The ganoderma strain capable glossy ganoderma JSU6161314 using in step of the present invention (2) has been deposited in Chinese Typical Representative culture collection center (CCTCC) on June 25th, 2013, bacterial strain deposit number is for being numbered CCTCC M 2013287, name is called glossy ganoderma CCTCC M2013287 (latin name: Ganoderma lucidum CCTCC M2013287), the application for a patent for invention of this bacterial strain is identical with the patent application of the present invention submission date.
Charge amount in step of the present invention (2) during shaking flask is 40% of shaking flask volume, and inoculum size is stocking volume 10%, rotating speed 150-180r/min, and incubation time is 4-7d.
When in step of the present invention (2), upper tank ferments, sample-loading amount is 80% of fermentor tank volume, and during upper tank, ventilation is tinning liquid volume/min, culture temperature 25-30 ℃, stir speed (S.S.) 50-70r/min, upper tank fermentation 4-7d.

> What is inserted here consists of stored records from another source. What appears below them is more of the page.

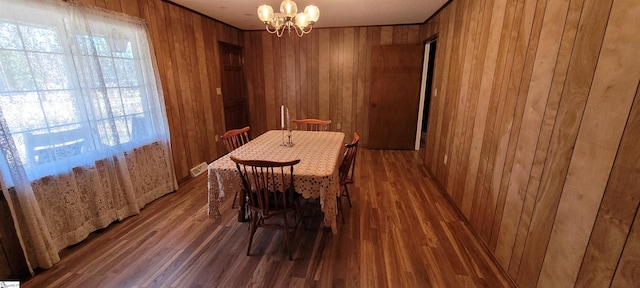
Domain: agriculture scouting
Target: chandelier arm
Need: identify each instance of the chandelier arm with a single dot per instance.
(299, 31)
(267, 27)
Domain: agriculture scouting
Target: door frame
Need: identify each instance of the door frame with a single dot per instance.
(423, 88)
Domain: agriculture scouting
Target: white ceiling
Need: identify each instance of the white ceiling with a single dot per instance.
(242, 14)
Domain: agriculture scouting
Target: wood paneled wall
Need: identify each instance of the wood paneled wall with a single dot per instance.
(325, 74)
(186, 48)
(537, 110)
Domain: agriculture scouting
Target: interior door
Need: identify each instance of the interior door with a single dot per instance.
(395, 95)
(233, 88)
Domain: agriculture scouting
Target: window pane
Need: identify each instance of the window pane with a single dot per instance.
(126, 69)
(108, 72)
(132, 101)
(22, 112)
(61, 108)
(15, 71)
(116, 103)
(49, 71)
(9, 38)
(40, 39)
(93, 45)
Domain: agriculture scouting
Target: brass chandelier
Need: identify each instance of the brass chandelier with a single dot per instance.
(288, 18)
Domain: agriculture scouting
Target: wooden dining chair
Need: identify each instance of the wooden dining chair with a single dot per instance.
(233, 139)
(347, 165)
(271, 194)
(312, 124)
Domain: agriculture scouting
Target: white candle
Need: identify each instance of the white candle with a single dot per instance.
(282, 117)
(288, 121)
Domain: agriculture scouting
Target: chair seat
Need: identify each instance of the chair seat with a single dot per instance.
(278, 197)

Beneficial effect of the present invention
Contriver is set out by existing glossy ganoderma CFCC6043, carry out the parallel mutagenesis of ultraviolet and microwave, with growth velocity, mycelia dry weight and exocellular polysaccharide are that index is screened, the final glossy ganoderma CCTCC M2013287 that obtains, in not adding the rice bran wheat bran complete feed liquid culture medium of other Carbon and nitrogen sources, produce glossy ganoderma and produce polysaccharide, to compare output higher with original strain glossy ganoderma CFCC6043, while being fermented by tank on microwave irradiation bacterial strain obtained strains glossy ganoderma CCTCC M2013287, mycelia dry weight and mycelia polysaccharide productive rate output are 6.3g/100mL substratum and 0.203mg/100mL substratum, starting strain glossy ganoderma CFCC6043 mycelia dry weight and mycelia polysaccharide output are 5.12g/100mL substratum and 0.14mg/100mL substratum, the mycelia dry weight of mutagenic strain glossy ganoderma CCTCC M2013287 fermentation and mycelia dry weight and the mycelia polysaccharide output of mycelia polysaccharide productivity ratio starting strain glossy ganoderma CFCC6043 have increased respectively 23.0% and 45%.The fermentation capacity of obtained strains is strong, and ganoderan output increases significantly, has significant uniqueness and creative feature, has promoted the technical progress in this field, has obtained useful technique effect.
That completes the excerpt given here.